En efecto, el Tribunal reseñó que el crédito materia de cobranza se hizo exigible el 15 de abril de 2010, y presentada la demanda el 24 de julio de 2012, se libró mandamiento el 3 de agosto siguiente, auto que fue notificado por estado el 8 del mismo mes; además, señaló que el proceso ingresó al despacho el 5 de septiembre de 2012, que culminó en que el 20 de ese mes se dejara sin valor ni efecto la orden de pago y todas las demás actuaciones derivadas de esa determinación; agregó que la providencia que declaró la invalidez fue apelada por el ejecutante, y el Tribunal la revocó el 29 de mayo de 2013, tras lo cual el a quo dio cumplimiento el 31 de julio siguiente mediante auto de obedecimiento a lo resuelto por el superior, que fue notificado el 6 de agosto de esa anualidad, 2013.
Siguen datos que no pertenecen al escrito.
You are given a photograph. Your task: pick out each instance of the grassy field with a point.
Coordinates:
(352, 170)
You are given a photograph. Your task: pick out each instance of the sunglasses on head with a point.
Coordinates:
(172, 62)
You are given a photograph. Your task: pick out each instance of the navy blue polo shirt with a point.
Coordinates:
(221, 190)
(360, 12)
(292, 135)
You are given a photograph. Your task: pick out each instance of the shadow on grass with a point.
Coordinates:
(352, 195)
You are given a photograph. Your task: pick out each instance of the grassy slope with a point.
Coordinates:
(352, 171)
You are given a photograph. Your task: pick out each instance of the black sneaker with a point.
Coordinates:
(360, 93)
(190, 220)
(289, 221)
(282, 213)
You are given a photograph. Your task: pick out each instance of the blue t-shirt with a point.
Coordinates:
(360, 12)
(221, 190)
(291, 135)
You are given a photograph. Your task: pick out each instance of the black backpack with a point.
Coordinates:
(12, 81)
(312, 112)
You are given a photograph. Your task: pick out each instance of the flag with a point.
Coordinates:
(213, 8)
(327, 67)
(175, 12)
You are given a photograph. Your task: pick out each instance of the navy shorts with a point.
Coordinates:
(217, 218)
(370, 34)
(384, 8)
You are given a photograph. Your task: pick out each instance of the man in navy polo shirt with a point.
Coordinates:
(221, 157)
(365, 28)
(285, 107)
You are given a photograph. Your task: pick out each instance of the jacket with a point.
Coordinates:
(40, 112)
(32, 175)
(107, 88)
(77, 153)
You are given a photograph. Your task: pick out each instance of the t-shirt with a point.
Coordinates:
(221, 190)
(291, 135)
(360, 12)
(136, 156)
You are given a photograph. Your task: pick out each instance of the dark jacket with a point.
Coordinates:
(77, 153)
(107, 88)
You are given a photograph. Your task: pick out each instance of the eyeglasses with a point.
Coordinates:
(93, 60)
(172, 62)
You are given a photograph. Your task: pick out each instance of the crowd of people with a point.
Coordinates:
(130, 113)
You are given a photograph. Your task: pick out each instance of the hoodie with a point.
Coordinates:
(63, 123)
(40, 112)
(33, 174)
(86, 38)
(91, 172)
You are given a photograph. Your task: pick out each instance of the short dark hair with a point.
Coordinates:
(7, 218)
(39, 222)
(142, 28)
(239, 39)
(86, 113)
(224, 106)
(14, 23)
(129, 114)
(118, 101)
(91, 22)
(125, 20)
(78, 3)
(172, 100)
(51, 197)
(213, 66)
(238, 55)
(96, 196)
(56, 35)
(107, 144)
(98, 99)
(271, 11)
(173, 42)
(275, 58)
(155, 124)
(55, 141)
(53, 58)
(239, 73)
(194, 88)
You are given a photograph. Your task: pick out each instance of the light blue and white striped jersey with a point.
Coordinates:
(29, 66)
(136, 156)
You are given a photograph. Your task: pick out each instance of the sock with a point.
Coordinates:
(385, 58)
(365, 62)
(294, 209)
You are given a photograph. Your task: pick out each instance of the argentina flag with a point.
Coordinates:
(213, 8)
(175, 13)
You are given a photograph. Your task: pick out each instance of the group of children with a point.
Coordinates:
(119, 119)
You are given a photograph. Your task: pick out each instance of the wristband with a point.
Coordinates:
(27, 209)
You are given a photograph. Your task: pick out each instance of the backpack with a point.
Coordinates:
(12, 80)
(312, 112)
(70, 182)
Hecho lo anterior, aunque tuvo por indiscutido que «de conformidad con el artículo 120 ejúsdem, el proceso estuvo suspendido desde el día 5 de septiembre de 2012, esto es, desde que el expediente ingresó al despacho para resolver la terminación del proceso por desistimiento tácito, hasta el día 6 de agosto de 2013, es decir, cuando el mismo Juzgado notificó el proveído de obedecimiento a lo resuelto por el superior», puntualizó que «al descontar el predicho término de suspensión, es decir, 11 meses y 1 día calendario al tiempo que transcurrió desde el 8 de agosto de 2012 (cuando se notificó por estado el mandamiento de pago al ejecutante), hasta el 15 de julio de 2014 (cuando se intimó al ejecutado de la orden de pago librada en su contra en diligencia de embargo y secuestro), emerge paladino que el respectivo acto de enteramiento al compulsado excedió el año de que trata el artículo 90 del Código de Procedimiento Civil, lo que indica que la presentación de la demanda no tuvo la virtud de interrumpir la prescripción que venía corriendo desde el 15 de abril de 2010, valga decir, cuando se hizo exigible la obligación materia de cobranza».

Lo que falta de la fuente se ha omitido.